Having had the experience twice already in his life, Joseph knew that on the next Fourth of July the national anthem was going to be bellowed by buxom ladies until it was as worn as the banner, and parades would feature survivors of foreign wars, limping along on roads lined by a national pride that waved paper flags stapled to brittle little sticks. Joseph’s world suddenly fell into the blahs as though into a bucket. Or down a drain that gurgled as if it had a stomach. He had them, the twelve blahs of Christmas. Perhaps the unromantic truth was that painters made poverty picturesque and Christ’s suffering grandly dramatic. He remembered how blood traced a graceful path down the Savior’s speared side; how architects built great halls to hold the egos of tyrants; and sculptors made Lenin’s ignoble nose look as if it deserved its own coin.
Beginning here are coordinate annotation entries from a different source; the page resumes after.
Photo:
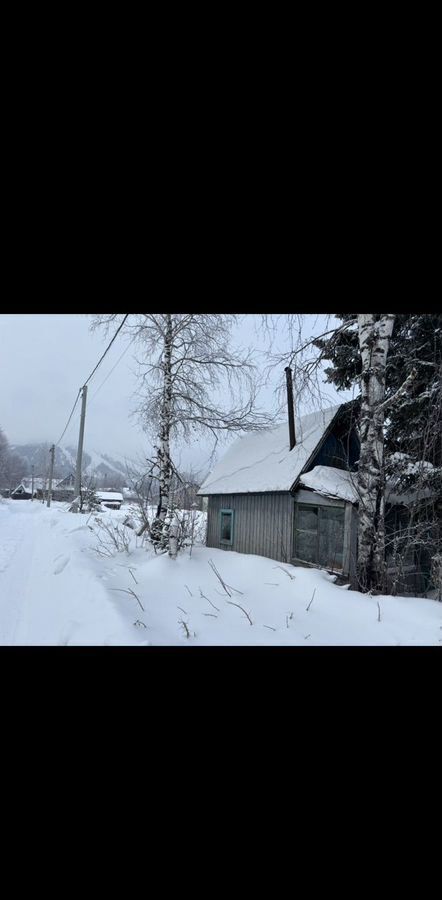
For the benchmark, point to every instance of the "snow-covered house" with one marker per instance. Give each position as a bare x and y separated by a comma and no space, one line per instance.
294,505
111,499
300,505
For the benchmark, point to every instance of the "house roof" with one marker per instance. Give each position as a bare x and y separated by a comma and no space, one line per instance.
332,482
262,461
109,495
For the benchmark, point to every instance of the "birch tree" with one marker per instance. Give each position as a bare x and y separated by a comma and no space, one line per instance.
192,382
363,342
374,338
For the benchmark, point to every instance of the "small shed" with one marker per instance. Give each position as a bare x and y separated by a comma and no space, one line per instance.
259,500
Joseph’s mother loved “The Man with the Hoe.” Maybe it reminded her of the farm life she had once enjoyed. Anyhow, it made her feel good, about what he wasn’t sure. Salomé cavorting with the head of John the Baptist, flames consuming sinners, pre-Romans raping Sabine women, were all highly acceptable subjects. Congregations of good people still sang “The Son of God Goes Forth to War.” “His blood red banner streams afar.” He tried to remember that the Christian soldiers of the popular hymn only marched as to war, and, when they had to do it, dressed like the people who put out pots for pennies to help the poor. They did their ring-a-dings at corners and the doors of stores. Ho-ho-ho. Blah-la-la. Christmas — with the gifts neither he nor his mother could afford arranged around it — terrified him.